There are many cases where reasonable diligence simply isn't good enough. According to Ontrack data obtained from actual repaired drives, 59% of data loss is caused by hardware failure (not necessarily failure of the hard disk) and another 26% by human error. In contrast, the perennial scapegoat for drive failures, viruses, accounts for only 4 percent. Six percent of all PCs will suffer a data loss episode in any given year. Failures in cases where diligence was taken to safeguard against data loss might only be rare occurrences, but even rarities aggregated from a broad enough user pool can add up into a lucrative recovery business.

Some of these rarities may be your customers, and Ontrack's proposition to partners is simple.


"If you want to manage your customer and have us do the data recovery in the background," said Reinert, " then you can be totally involved in the billing, we'll charge you a 15% discount, then you can mark up the recovery to whatever you want. Or if you want to stay out of the billing process, you can just refer the customer to us and we'll cut you back a check for 10 percent at the completion of that recovery job."
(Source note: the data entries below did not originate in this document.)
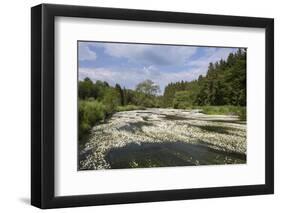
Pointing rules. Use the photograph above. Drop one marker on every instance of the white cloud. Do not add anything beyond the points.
(150, 54)
(85, 53)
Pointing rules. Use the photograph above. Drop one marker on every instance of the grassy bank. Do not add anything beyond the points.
(224, 110)
(92, 112)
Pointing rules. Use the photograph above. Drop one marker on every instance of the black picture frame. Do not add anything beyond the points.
(43, 105)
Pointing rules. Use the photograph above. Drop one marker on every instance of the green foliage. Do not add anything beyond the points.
(148, 87)
(225, 110)
(224, 84)
(221, 91)
(129, 108)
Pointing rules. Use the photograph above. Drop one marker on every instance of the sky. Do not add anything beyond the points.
(129, 64)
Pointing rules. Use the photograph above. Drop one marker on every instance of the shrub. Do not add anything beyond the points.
(225, 110)
(90, 113)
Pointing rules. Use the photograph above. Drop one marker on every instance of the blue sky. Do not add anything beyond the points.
(129, 64)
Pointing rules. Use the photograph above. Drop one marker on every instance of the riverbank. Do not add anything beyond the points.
(164, 137)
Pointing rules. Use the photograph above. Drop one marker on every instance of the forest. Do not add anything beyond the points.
(221, 91)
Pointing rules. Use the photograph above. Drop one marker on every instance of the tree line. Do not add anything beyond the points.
(224, 84)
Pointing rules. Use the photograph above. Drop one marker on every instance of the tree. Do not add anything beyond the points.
(121, 94)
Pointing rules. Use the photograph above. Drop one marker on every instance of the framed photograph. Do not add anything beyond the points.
(139, 106)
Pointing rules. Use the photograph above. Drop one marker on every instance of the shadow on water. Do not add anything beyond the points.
(169, 154)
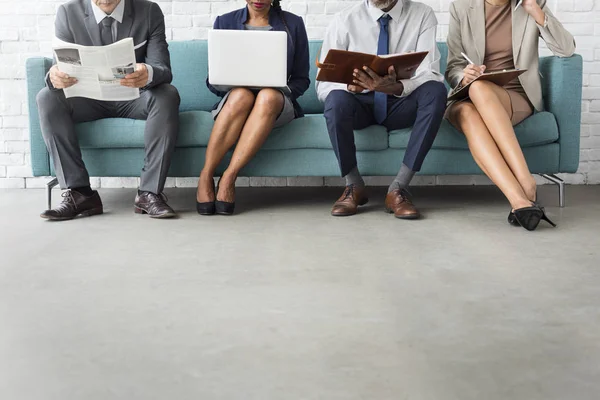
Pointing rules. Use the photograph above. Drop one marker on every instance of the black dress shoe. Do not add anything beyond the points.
(75, 205)
(154, 205)
(530, 217)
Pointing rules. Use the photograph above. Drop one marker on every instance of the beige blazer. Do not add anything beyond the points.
(467, 34)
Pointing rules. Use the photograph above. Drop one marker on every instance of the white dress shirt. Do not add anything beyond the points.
(117, 15)
(412, 27)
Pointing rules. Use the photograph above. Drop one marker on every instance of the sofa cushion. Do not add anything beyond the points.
(536, 130)
(309, 132)
(189, 61)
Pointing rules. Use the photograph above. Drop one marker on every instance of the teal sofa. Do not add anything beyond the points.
(114, 147)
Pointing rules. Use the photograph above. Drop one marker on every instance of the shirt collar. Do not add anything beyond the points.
(394, 13)
(116, 14)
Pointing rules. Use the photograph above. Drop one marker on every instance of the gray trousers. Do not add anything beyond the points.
(159, 106)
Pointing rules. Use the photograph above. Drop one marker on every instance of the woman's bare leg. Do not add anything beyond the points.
(225, 133)
(487, 154)
(268, 105)
(494, 106)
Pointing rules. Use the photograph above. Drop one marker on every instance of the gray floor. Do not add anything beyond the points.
(284, 302)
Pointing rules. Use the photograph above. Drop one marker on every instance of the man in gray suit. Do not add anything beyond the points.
(97, 23)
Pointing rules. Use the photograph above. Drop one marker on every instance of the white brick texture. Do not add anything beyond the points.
(26, 28)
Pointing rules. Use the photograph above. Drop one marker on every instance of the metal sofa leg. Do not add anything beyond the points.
(49, 187)
(561, 187)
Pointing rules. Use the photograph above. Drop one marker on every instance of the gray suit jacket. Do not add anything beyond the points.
(143, 21)
(467, 34)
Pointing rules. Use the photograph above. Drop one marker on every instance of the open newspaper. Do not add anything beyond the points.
(98, 69)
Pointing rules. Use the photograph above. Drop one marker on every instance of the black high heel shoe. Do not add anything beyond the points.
(224, 207)
(511, 216)
(207, 208)
(530, 217)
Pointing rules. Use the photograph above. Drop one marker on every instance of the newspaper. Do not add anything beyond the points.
(98, 69)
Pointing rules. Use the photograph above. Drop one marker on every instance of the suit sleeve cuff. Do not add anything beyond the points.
(150, 74)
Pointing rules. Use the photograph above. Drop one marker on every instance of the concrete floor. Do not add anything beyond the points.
(284, 302)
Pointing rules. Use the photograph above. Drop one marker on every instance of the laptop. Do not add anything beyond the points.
(253, 59)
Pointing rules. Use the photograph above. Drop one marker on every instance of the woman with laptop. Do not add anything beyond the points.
(496, 35)
(245, 117)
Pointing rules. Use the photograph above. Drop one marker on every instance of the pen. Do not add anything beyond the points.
(518, 4)
(467, 58)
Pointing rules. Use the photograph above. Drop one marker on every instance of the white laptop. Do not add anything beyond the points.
(253, 59)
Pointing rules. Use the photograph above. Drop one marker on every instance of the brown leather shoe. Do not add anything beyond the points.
(348, 203)
(154, 205)
(75, 205)
(399, 203)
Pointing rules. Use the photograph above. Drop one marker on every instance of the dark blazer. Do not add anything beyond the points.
(297, 63)
(143, 21)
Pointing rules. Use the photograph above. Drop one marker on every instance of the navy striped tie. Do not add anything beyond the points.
(383, 45)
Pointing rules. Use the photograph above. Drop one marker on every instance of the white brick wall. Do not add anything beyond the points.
(26, 29)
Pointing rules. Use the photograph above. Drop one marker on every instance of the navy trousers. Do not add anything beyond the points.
(423, 109)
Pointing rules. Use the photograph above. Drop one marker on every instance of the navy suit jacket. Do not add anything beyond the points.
(298, 66)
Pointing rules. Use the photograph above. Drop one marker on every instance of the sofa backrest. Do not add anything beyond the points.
(189, 60)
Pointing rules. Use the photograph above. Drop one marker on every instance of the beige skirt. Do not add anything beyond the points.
(521, 108)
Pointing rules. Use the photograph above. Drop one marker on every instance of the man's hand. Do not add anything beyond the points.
(367, 79)
(59, 79)
(137, 79)
(472, 72)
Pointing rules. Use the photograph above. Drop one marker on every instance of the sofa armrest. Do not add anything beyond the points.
(37, 67)
(562, 81)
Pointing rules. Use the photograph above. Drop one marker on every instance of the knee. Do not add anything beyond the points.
(464, 113)
(269, 101)
(239, 99)
(479, 89)
(165, 97)
(49, 102)
(340, 103)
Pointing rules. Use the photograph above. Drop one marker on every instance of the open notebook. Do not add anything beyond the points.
(500, 78)
(339, 65)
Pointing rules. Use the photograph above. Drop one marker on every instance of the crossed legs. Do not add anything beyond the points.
(485, 121)
(246, 119)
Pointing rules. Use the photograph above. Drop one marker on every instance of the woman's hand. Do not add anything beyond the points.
(472, 72)
(533, 8)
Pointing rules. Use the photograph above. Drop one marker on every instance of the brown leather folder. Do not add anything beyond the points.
(500, 78)
(339, 65)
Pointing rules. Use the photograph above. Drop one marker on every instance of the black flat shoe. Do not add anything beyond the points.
(530, 217)
(224, 208)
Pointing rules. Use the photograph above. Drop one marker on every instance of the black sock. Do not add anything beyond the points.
(84, 190)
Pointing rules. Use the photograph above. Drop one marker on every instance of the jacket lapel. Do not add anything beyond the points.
(124, 29)
(91, 25)
(519, 20)
(476, 18)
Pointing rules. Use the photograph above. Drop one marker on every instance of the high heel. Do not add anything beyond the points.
(207, 208)
(512, 219)
(530, 217)
(223, 207)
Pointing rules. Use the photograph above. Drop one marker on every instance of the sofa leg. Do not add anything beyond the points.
(561, 187)
(49, 187)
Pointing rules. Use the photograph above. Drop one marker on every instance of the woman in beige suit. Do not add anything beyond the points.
(496, 36)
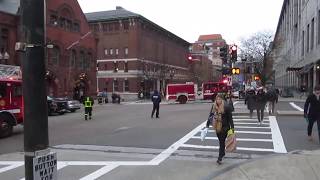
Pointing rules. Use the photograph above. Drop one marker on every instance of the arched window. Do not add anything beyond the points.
(73, 57)
(55, 55)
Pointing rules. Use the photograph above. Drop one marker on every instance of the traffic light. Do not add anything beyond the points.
(233, 53)
(235, 70)
(224, 54)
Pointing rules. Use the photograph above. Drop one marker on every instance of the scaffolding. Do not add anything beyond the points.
(10, 72)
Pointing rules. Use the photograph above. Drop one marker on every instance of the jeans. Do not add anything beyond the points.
(310, 125)
(155, 108)
(260, 114)
(222, 143)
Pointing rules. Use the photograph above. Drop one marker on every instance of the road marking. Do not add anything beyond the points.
(251, 127)
(278, 143)
(244, 123)
(11, 166)
(238, 139)
(296, 106)
(246, 132)
(166, 153)
(100, 172)
(217, 147)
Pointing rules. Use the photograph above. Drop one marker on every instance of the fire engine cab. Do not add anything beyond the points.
(11, 101)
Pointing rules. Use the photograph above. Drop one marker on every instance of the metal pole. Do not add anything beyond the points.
(34, 89)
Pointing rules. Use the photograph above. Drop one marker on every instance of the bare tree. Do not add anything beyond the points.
(257, 48)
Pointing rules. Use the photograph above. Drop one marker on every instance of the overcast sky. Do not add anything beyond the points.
(234, 19)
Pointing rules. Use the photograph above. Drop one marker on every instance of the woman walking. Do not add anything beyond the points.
(222, 123)
(261, 101)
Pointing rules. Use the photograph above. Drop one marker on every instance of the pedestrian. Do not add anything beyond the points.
(88, 104)
(261, 101)
(312, 111)
(250, 100)
(272, 98)
(156, 99)
(222, 123)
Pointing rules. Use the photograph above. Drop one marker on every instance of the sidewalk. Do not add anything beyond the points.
(293, 166)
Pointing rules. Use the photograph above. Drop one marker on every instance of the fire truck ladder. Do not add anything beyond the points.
(10, 72)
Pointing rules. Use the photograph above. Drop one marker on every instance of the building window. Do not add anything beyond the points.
(308, 37)
(126, 68)
(126, 85)
(81, 60)
(73, 57)
(115, 85)
(55, 56)
(303, 44)
(53, 20)
(312, 34)
(76, 27)
(115, 67)
(126, 25)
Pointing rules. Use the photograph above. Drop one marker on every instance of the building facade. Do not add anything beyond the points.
(213, 42)
(296, 47)
(71, 63)
(135, 54)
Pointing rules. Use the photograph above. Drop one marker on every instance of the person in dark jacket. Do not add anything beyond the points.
(222, 115)
(312, 111)
(250, 100)
(156, 99)
(261, 101)
(272, 98)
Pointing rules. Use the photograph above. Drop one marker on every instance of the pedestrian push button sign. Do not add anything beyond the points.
(45, 167)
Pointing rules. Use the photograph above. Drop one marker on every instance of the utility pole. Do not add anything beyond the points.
(33, 76)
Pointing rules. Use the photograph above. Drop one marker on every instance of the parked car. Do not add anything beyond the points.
(61, 104)
(72, 105)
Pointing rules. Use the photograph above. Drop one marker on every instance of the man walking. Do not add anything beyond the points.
(156, 99)
(88, 104)
(312, 111)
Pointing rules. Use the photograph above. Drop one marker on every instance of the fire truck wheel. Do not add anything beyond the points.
(182, 99)
(6, 127)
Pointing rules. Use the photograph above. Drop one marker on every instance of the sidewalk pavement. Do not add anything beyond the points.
(293, 166)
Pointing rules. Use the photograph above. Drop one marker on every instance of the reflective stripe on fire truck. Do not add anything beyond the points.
(14, 111)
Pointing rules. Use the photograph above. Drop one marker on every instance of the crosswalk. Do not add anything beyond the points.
(252, 137)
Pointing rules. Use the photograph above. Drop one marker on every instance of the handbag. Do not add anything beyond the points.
(204, 133)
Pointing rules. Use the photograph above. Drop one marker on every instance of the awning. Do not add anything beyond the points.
(306, 68)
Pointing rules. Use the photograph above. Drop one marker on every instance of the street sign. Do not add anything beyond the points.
(45, 167)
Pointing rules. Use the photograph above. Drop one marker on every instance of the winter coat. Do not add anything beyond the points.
(250, 100)
(312, 107)
(261, 100)
(156, 98)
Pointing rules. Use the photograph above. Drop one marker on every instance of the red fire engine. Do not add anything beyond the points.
(211, 89)
(181, 92)
(11, 101)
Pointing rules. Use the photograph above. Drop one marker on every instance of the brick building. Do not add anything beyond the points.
(71, 64)
(135, 54)
(213, 42)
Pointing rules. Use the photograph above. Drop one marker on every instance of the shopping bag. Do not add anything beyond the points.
(204, 133)
(231, 143)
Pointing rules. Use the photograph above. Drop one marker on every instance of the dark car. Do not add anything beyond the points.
(71, 105)
(61, 104)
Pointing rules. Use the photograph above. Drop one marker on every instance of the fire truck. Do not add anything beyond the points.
(211, 89)
(181, 92)
(11, 101)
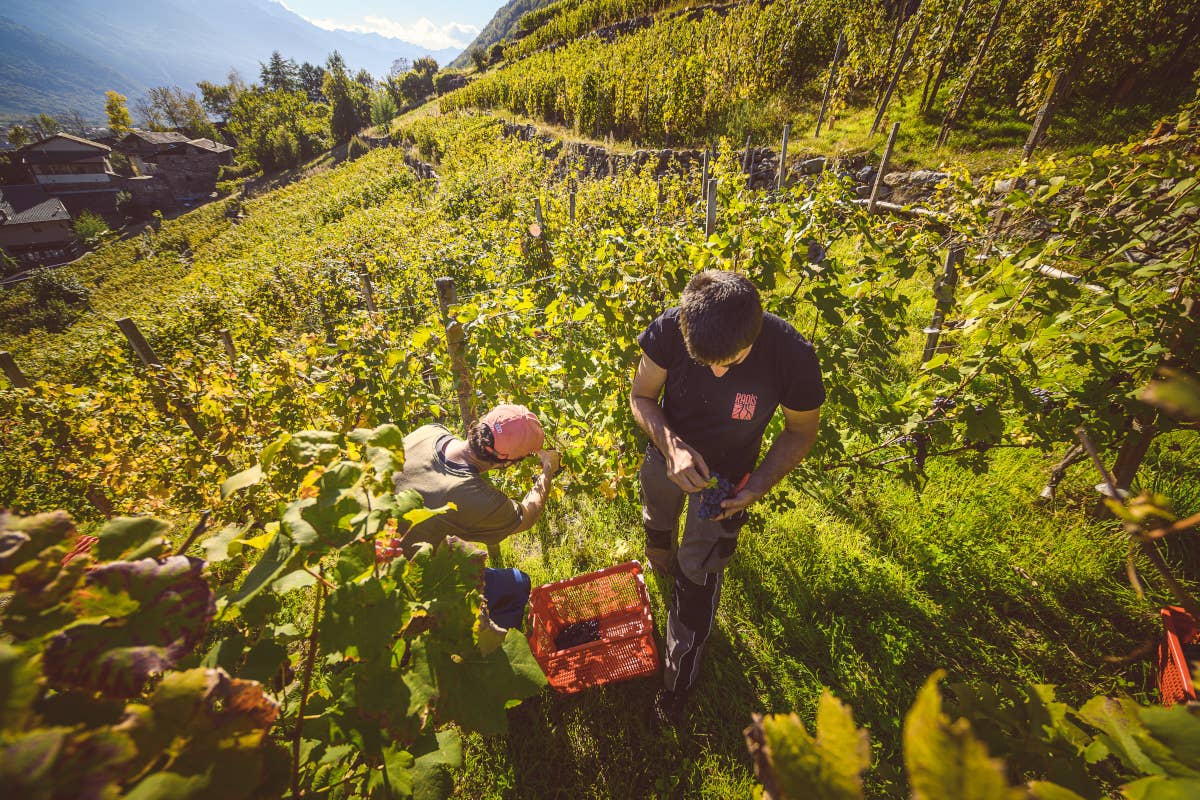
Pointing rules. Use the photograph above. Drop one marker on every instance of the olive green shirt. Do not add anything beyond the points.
(484, 513)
Easy enough. Say a remote recovery job comes to $1,500. If you keep Ontrack's standard margin, your customer is likely to have a full recovery within days when he thought his data was lost forever, and you get to bill $225 for doing more or less nothing. Plus the odds are good you'll be able to circle back when the dust settles and sell that client on a more robust data backup solution.

Ontrack is the best name in the recovery business, and you have nothing to lose by hooking up with the company and having the info your customers may need to use its services if and when the time comes. Don't let your clients be like me and learn about the advantages of Ontrack too late.